Rebecca Smith
Main Page: Rebecca Smith (Conservative - South West Devon)Department Debates - View all Rebecca Smith's debates with the Department for Education
(1 day, 8 hours ago)
Commons Chamber
Georgia Gould
We want young people to have a choice: to go to university, to study, to take up an apprenticeship or to earn and learn. We want that range of routes to be available and for young people to have high-quality careers education, so that they know what the opportunities are in their local communities.
We want higher education providers to go further to give their students the best course and employment outcomes, ensuring that the sector remains globally competitive. The Government are committed to ensuring that higher education is open to all who have the ability and the desire to pursue it. In the 2028-29 academic year, we will be reintroducing targeted, means-tested maintenance grants of up to £1,000 a year, increasing the cash in students’ pockets without increasing their debt. To help students from the most disadvantaged backgrounds, we are already delivering on a commitment to future-proof maintenance loans by increasing them in line with forecast inflation every academic year to try to ensure that support keeps pace with financial pressures. In the academic year 2026-27, care leavers will become automatically eligible to receive the maximum rate of maintenance loans, which will provide vital extra support for one of the most vulnerable groups in society.
Rebecca Smith (South West Devon) (Con)
I welcome support for people from the most vulnerable groups who are heading to university, but will the Minister acknowledge that by enabling those groups to take the maximum amount of support, the Government are also enabling them to have the maximum amount of debt at the end of their university careers? A frequent problem throughout all this has been the fact that either the people in the middle who do not quite get the support that they need or those at the far end of the system who do need support are saddled with the most debt, because they will not have the parental assistance that would help them to leverage against the loan repayments for the rest of their careers.
Georgia Gould
I think it important to make it clear—some people watching the debate will be worried about this—that these are not normal loans, in that young people who are not earning, or are earning below the threshold, do not have to pay anything. In the long term, if they have not earned enough by the end of their careers, they do not have to pay the whole amount, and they do not have to pass that on to future generations.
Rosie Wrighting
I do not think it has been talked about enough in this debate, or in the debate more widely, just how much is added on for students who have to take out a large maintenance loan because they come from a low-income family. I thank my hon. Friend for raising that.
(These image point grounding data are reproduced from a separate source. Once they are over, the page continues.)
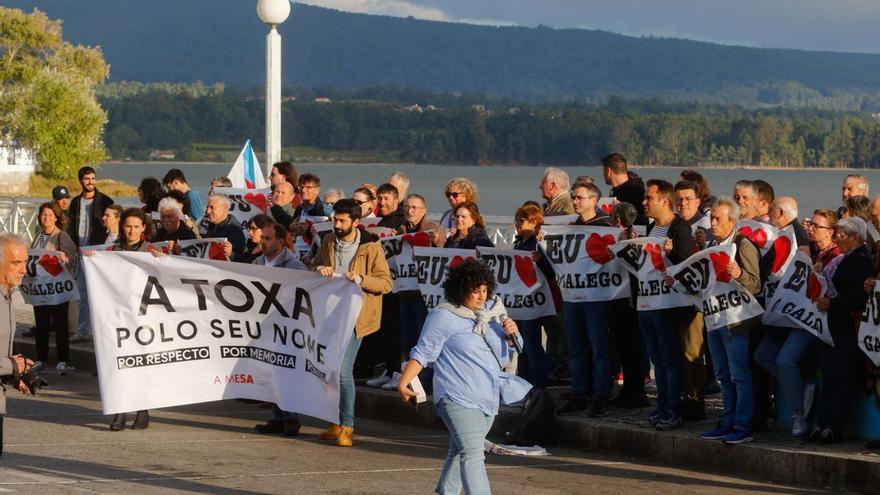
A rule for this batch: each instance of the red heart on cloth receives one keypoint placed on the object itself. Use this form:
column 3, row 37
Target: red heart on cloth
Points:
column 419, row 239
column 597, row 247
column 51, row 264
column 216, row 251
column 814, row 287
column 656, row 253
column 720, row 261
column 782, row 250
column 525, row 268
column 757, row 236
column 258, row 200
When maintenance grants were scrapped by the Conservatives, that cost did not disappear.
Rebecca Smith
The hon. Lady is giving an excellent speech, but there is a whole cohort of plan 1 students who experienced the exact situation that she is describing. In 1997, Tony Blair said that he would not introduce tuition fees. In 1998, he did, and the Labour party then also scrapped maintenance grants. I was 16 in 1997 and was suddenly faced with needing to pay fees and get a loan in order to go to university, and had no family support to afford it. It is important that we recognise that it was the Labour Government who did that in 1998, having said that they would not. We can give just as many examples of decisions that the previous Labour Government made as we can of those made by the previous Government.
Rosie Wrighting
I was born in 1997, so the hon. Lady will forgive me if I cannot recollect that. I do not think that graduates are arguing that we should not pay. There is an understanding that graduates should pay for their degrees; it is the scale and fairness within the system that I want to highlight.
When maintenance grants were scrapped, the cost did not disappear; it was simply shifted. It was shifted on to students and turned into debt, and the burden was put on those from the lowest-income families. The very policy that enabled working-class kids to go to university gave us the highest debt as soon as we left. That is not fairness, and that is not opportunity. It is generational inequality designed into a system that disproportionately impacts people who do not have a savings account waiting for them when they turn 18, who do not have the money for a house deposit, and who cannot ask for help for childcare.
That is why I welcome this Government taking steps to strengthen maintenance support, including through the return of maintenance grants. If the Conservatives truly cared about those students, I would have expected them to welcome that.